As an episode, “Nerds” unleashes its best jokes by focusing on the immediate past. Nick recoils at Schmidt’s tale of suckling a cat at his teat. (Does he do the suckling? Or does the cat? Is suckle one of those words that means both sides of the same thing, like how in Spanish the word for guest is also the word for host? Let’s not worry about it.) Cats can’t get enough of Schmidt’s nipples, as Nick is horrified to learn. In the next scene, when Winston mentions his new pet, Jess excitedly mentions that Schmidt has the best cat story. The second cutaway of a shirtless Schmidt nursing a kitten lasts only one beat, but it gets a way bigger laugh than the first shot of the same scene. The big difference is that Nick is horrified to learn such a bizarre fact about his best friend, while Jess already knew the anecdote and was delighted by it.
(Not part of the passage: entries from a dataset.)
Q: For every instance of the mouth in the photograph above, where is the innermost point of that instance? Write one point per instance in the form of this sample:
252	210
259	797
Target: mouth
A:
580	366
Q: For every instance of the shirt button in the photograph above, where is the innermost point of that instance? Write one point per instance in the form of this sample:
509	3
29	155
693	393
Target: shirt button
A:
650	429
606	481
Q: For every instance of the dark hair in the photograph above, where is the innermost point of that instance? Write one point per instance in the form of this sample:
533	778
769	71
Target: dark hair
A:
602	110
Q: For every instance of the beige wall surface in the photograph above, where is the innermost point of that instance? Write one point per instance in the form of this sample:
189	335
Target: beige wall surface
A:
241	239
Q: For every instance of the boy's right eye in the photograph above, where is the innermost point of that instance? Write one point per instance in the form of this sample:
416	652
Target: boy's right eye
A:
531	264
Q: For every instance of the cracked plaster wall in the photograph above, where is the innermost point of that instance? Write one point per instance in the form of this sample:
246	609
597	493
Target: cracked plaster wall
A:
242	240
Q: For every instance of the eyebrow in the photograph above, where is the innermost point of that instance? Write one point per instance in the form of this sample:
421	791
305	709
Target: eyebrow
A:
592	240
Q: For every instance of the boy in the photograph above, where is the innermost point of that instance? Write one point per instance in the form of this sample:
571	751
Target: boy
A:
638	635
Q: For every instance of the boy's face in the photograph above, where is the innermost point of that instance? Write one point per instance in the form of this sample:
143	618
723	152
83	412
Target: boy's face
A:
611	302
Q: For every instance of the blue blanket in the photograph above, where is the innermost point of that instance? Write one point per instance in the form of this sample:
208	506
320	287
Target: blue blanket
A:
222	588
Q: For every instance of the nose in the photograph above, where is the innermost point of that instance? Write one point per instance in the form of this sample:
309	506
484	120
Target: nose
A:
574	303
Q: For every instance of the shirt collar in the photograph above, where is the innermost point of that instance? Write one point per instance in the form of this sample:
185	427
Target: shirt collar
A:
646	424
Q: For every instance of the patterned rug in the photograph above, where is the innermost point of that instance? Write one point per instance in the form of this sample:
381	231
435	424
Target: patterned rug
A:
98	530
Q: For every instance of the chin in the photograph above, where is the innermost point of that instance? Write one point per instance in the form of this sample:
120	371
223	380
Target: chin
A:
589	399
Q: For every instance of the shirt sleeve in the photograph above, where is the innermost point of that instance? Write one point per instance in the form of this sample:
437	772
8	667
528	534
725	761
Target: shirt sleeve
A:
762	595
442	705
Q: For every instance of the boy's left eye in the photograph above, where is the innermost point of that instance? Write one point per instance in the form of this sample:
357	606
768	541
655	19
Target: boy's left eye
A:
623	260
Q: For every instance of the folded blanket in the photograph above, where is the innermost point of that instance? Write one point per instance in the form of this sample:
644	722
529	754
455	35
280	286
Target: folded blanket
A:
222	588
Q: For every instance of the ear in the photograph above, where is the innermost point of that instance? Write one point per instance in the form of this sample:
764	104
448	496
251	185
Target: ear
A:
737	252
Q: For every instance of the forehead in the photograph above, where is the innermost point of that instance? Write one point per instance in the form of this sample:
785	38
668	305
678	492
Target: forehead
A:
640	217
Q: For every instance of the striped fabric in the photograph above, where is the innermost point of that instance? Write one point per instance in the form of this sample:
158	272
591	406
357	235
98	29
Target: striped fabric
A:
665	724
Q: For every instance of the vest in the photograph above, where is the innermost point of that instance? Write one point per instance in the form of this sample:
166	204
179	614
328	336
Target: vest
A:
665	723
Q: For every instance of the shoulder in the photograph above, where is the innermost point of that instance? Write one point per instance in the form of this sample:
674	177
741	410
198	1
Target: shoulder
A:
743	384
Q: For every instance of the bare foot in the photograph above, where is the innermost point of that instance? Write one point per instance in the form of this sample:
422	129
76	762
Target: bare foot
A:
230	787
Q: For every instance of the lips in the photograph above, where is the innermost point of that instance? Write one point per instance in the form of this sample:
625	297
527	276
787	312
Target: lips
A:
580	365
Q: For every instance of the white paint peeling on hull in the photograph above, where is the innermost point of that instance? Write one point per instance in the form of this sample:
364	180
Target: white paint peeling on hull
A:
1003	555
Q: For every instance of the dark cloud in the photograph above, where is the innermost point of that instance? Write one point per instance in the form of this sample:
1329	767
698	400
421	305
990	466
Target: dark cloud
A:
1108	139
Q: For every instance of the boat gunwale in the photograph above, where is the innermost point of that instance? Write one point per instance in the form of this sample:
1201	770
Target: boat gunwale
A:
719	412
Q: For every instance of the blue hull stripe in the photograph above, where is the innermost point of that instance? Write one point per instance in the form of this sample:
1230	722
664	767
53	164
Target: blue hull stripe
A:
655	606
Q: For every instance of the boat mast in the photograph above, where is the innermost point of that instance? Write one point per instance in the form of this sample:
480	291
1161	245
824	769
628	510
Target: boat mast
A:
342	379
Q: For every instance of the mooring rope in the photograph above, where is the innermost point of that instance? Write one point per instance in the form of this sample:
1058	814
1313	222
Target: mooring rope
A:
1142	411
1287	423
Anyway, thank you for joining me for this week’s installment of “Josh Explains a Joke to Death.”
While I’m talking about history, I would be remiss if I did not mention that the “guy on two simultaneous dates” is probably the oldest recorded sitcom plot. Maybe next week, he’ll have some kind of wacky mishap with a conveyor belt! Regardless, even though I’m ready to move on from the sticky schmidtuation we’re mired in right now, I don’t think that he’s an irredeemable person. He’s a self-made bro with a good heart who’s making bad decisions. If you just plunked me in the middle of this story line, I would not give him the same benefit of the doubt.
Our foreknowledge of Schmidt is all that’s preventing us from hating him. He is very hatable right now. He is dating two women. Like, seriously dating. (He is also proving my theory that polyamory constitutes a logistical nightmare.) The only reason he is bearable onscreen is because we get the impression that he really loves both Elizabeth and Cece. He’s been smitten with Cece since the day he met her. And his relationship with Elizabeth dates back to his Fat Schmidt days. Nick is too wrapped up in his best approximation of happiness to give him any advice. Even Winston, who has a job? He has a job, right? He has to sleep during the day, doesn’t he? Did I make that up? Even Winston is occupied letting Ferguson the cat into his second cat/heart.
Schmidt needs to make a choice, though. Just as his office is a two thirds replica of Don Draper’s, his personal life is a half-strength batch of Mad Men–style intrigue. The other characters are moving forward. Nick is learning how to best express his protective concern for Jess. Jess discovered that getting laid is more important than impressing her co-workers. Winston figured out that he’s a cat person. I’m ready for the Schmidt to hit the fan (SORRY!), though. We love a show that’s rooted in the past, but we need the characters to be looking toward the future.